Five minutes later Davie looks up at the white, unpromising sky. He crouches down in the curb, his butt on the cold concrete, and his boots in the gutter. Endless wheels of traffic roll by meters from his toes: red sedan, brown BMW convertible, bus pasted with insurance ads. 

He squeezes his hands into tight fists until he feels the bite of nails in his palms. He brings a fist to his lips to try to stop the words escaping and with the other fist he punches his thigh. 

“Fuck,” he squeezes his eyes closed as the hiss enters the curl of his fingers and then punches again. “Fuuck!”


An hour later Davie is sitting in the curb at the rear of his truck watching the traffic pass by. Yellow cab, silver hatchback, black truck. He doesn’t care for cars, doesn’t know what he cares for. At his feet a row of ants are harvesting a single discarded French fry, pulling it apart, taking it home to feed their larvae and hatchlings. 

He rocks forward, balancing on his toes, as the wheels of a blue station wagon, a green bus, a red pickup truck pass by. 


It’s late afternoon and Davie is driving down the Old Seaview Road. He imagines taking Amanda’s hand in his, whispering in her ear, letting his breath touch her neck. He imagines taking the little ones in his arms and whirling them around the kitchen until they squeal. 

When he enters the house the air feels cool and woody. He pulls his phone from his jacket and promises himself he won’t let her hear the resentment that he can’t shake. She doesn’t pick up and it goes to voicemail.

The laptop sits like a flat silver stone on the coffee table. He knows he has to get off line, knows he should throw it in the trash; instead he steps outside and walks to the end of the driveway, looks down the long tunnel of houses on the Old Seaview Road, and hopes to spot Amanda coming home.

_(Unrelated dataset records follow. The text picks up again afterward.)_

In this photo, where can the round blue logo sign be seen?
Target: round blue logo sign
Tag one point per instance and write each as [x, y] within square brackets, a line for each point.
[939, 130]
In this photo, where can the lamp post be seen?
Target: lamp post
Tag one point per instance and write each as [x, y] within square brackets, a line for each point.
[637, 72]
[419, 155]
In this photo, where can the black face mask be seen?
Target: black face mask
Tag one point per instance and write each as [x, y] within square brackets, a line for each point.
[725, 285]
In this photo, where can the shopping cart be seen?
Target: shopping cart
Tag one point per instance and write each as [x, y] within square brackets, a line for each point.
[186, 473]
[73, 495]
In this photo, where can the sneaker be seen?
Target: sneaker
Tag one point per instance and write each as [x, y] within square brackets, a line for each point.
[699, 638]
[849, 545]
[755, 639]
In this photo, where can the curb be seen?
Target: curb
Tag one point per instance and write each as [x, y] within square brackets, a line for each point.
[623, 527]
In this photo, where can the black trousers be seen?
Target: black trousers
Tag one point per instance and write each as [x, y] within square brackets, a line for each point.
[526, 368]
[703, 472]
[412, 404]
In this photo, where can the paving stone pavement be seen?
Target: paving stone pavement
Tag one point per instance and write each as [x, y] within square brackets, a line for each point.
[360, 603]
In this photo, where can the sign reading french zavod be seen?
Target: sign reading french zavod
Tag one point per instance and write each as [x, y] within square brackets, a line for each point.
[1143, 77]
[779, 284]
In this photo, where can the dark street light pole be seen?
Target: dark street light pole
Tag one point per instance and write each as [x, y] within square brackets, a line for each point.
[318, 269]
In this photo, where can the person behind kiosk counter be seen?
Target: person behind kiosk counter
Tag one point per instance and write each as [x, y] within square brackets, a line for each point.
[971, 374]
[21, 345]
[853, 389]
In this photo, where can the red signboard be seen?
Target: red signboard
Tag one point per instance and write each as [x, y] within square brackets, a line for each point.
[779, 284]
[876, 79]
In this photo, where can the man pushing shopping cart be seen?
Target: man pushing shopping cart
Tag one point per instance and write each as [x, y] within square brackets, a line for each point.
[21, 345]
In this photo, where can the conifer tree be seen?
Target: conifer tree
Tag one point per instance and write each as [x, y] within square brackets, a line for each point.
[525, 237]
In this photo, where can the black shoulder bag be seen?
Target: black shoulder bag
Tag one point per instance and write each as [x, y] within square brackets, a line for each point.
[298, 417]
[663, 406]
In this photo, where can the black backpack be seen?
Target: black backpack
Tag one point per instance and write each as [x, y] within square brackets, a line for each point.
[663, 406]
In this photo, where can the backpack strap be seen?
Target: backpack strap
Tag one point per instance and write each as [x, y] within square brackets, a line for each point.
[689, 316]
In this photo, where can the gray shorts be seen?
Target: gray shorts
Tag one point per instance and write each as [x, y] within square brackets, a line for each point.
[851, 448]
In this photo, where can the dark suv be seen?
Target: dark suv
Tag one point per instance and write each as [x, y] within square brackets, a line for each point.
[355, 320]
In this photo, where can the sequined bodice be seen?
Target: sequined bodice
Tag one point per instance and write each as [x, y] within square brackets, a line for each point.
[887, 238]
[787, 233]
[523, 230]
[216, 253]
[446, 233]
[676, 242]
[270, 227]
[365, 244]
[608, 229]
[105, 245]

It’s eight-thirty in the evening and Davie has his head in the linen closet looking for a single fitted sheet. He has stripped all the beds, flipped all the mattresses, and put clean sheets on two of them. He finds the last sheet he needs, shakes it over the naked mattress, and tucks in the sides. He smooths down the fairy-print with a flat hand, throws over a duvet and places a matching pillow at the top.

He walks through the silent house to the living room window, pulls the curtain aside, and looks out to the driveway. Behind him, the light of the laptop screen colours the coffee table a shade of royal blue. He turns suddenly from the window, slaps down the lid as he passes and walks out the front door until he's standing at the Old Seaview Road. He sits on the split-rail fence and waits for the little white car that will signal just down the road and turn into the driveway. 


It’s eleven at night and Davie is sitting on the split-rail fence at the Old Seaview Road, his elbows on his knees and his chin on his knuckles. Vehicles rush by, expansive white beams flood the road ahead replaced when they pass by two red pricks that pierce the darkness like a series of heartless expletives in the night.